Memories of Ireland  
HAROLD MORGAN STANLEY - extracts from letters to his father, 
George Wilson Stanley in Ireland from Canada

(He left home May 11, 1904, and sailed from Liverpool next day on S.S. Vancouver. Seen off by his father, George Wilson, after over a year at Tamworth Agricultural College)

Fort Saskatchewan - June 3rd, 1904

Monday 23, all the morning passed as usual. The afternoon was foggy. About seven in the evening we were sitting downstairs when we heard a grating sound and the boat healed over. We all rushed on deck, the boat was trying to get off a sandbank. We had great excitement and bustling about. The sailors ran round sounding. We went to bed and in the morning we got up and were on the bank. After breakfast the tide was full and we backed off. In the night they had thrown out over a 100 tons of coal. We went on to Quebec and stopped there some hours. We went on shore and sent you some post cards and changed our money. Then we left Quebec and went on to Montreal. Talk about a view. I never saw anything like it before. We had the banks on each side, lovely green fields, etc.

When we get to Montreal on Thursday we landed and had our boxes examined by the customs. We got some food and started off in the train. We got a few chances to get coffee, 10 cents a cup. They did not stop more than five minutes at any place. We passed Lake Superior today. I sent you a post card from White River. When we got to Winnipeg we had 6 hours. We went and had a good dinner. The only one we had since we landed, 25 cents. Then we went to the Government Office and Clarke and Cooks got a job some miles out of Winnipeg. Mr. Wells, our cabin mate and I went on. Wells got out at Moose Jaw, then I went on to Calgary. I got out and had breakfast.  I enquired for Thompson. I was told a man from Agricola had been at the Windsor Hotel so I went to the hotel, but no Thompson to be seen, so I put up for the night. 

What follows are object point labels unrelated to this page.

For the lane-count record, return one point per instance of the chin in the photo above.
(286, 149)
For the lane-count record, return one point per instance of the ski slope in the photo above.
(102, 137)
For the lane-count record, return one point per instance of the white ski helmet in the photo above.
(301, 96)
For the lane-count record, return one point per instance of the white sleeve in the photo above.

So on Monday morning I went to the station to try and get my boxes and  the letters of introduction out of them, but the boxes had not come. I decided to go at 8 o'clock next morning. Then I remembered the cheques and the bank hours are 10 to 3, so that settled it. I could not go next day. That meant another day wasted. I went over to Edmonton next day and in the evening I was talking to a man called Bowsfield. He told me that his brother wanted a man at 10$ per month. He was out at the Fort about 20 miles from Edmonton and the man I was talking to was the stage driver there with the mail and his brother was on a rented farm 11 miles out from the Fort. He said if  I got a home stead he would help me. I have decided to go to him and I am here now. I will write more later on. He is a very nice man. Now I must stop. Be sure to write soon to c/o C.E. Bowsfield, Fort Saskatchewan, Alberta.